Pada masa beliau dibangun Institusi Administrasi dan Baitul Mal yang reguler dan permanen di Ibu Kota, yang kemudian berkembang dan didirikan pula Baitul Mal cabang di ibu kota propinsi. Baitul Mal secara tidak langsung berfungsi sebagai pelaksana kebijakan fiskal negara Islam. Harta Baitul Mal dipergunakan mulai untuk menyediakan makanan bagi para janda, anak-anak yatim, serta anak-anak terlantar, membiaya penguburan orang-orang miskin, membayarkan utang orang-orang yang bangkrut, membayar uang diyat, untuk kasu-kasus tertentu, sampai untuk pinjaman tanpa bunga untuk tujuan komersial.

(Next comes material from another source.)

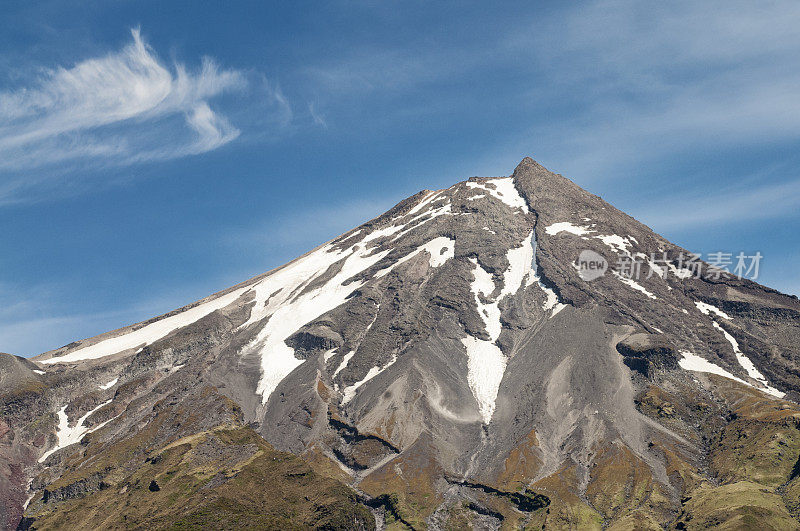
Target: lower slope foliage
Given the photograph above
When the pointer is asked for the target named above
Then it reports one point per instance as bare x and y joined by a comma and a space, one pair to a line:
226, 477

Bersamaan dengan reorganisasi Baitul Mal, Umar mendirikan Diwan Islam yang disebut Al-divan. Al-divan adalah kantor yang mengurusi pembayaran tunjangan-tunjangan angkatan perang dan pensiun serta tujangan lainnya secara reguler dan tepat.

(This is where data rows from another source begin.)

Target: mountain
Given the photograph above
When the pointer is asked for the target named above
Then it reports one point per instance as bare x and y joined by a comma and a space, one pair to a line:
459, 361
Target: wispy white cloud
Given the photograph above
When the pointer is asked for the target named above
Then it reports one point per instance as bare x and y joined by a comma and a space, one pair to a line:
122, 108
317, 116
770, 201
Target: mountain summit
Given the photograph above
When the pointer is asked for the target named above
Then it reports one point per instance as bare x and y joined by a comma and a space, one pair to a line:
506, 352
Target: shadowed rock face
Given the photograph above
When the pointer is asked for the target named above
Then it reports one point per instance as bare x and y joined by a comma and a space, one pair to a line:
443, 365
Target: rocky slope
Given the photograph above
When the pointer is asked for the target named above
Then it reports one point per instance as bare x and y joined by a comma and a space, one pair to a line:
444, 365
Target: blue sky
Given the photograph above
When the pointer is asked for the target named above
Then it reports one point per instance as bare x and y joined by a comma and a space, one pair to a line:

3. Ustman bin Affan ( 47 SH – 35H / 577 – 656 M )
Khalifah Ustman mengikuti kebijakan yang ditetapkan oleh Umar. Pada enam tahun pertama kepemimpinanya Balkh, Kabul, Ghazni Kerman, dan Sistan ditaklukan. Kemudian tindakan efektif dilakukan untuk pengembangan sumber daya alam. Aliran air digali, jalan dibangun, pohon-pohon ditanam untuk diambil buah dan hasilnya dan kebijakan di bidang keamanan perdagangan dilaksanakan dengan pembentukan organisasi kepolisian tetap. 
Pada masa Ustman, sumber pendapatan pemerintah berasal dari zakat, ushr, kharaj, fay, dan ghanimah. Zakat ditetapkan 2,5 persen dari modal aset. Ushr ditetapkan 10 persen iuran tanah-tanah pertanian sebagaiman barang-barang dagangan yang diimpor dari luar negeri. Kharaj merupakan iuran pajak pada daerah-daerah yagn ditaklukan. Prosentase dari kharaj lebih tinggi dari ushr. Ghanimah yang didapatkan dibagi 4/5 kepada para prajurit yang ikut andil dalam perang sedangkan 1/5-nya disimpan sebagai kas negara.  

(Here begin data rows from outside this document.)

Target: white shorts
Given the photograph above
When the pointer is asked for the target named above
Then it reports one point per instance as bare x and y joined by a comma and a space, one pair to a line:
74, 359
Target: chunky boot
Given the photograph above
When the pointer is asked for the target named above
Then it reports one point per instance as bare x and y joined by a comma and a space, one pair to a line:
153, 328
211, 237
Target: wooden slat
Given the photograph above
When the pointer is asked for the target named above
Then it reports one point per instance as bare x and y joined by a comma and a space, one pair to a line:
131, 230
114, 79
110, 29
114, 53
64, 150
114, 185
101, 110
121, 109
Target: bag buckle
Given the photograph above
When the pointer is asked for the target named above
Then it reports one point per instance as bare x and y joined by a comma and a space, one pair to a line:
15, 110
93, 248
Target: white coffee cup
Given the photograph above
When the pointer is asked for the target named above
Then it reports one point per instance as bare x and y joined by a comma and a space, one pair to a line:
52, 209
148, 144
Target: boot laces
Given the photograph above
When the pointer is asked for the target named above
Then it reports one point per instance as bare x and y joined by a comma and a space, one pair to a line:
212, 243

4. Ali bin Abi Thalib ( 23H – 40H / 600 – 661 M )
    Khalifah yang dikenal sangat sederhana. Mewarisi kendali pemerintahan dengan wilayah yang luas, tetapi banyak potensi konflik dari khalifah sebelumnya, Ali harus  mengelola perekonomian secar hati-hati. Ia secara sukarela menarik dirinya dari daftar penerima dana bantuan Baitul Maal, bahkan menurut yang lainya dia memberikan 5.000 dirham setiap tahunya. Ali sangat ketat dalam menjalankan keuangan negara salah satu upayanya yang fonumenta adalah pencetakan mata uang sendiri atas nama pemerintahan islam, sebelunya khalifah islam menggunakan mata uang dinardarim Romawi dan dirham dari Persia.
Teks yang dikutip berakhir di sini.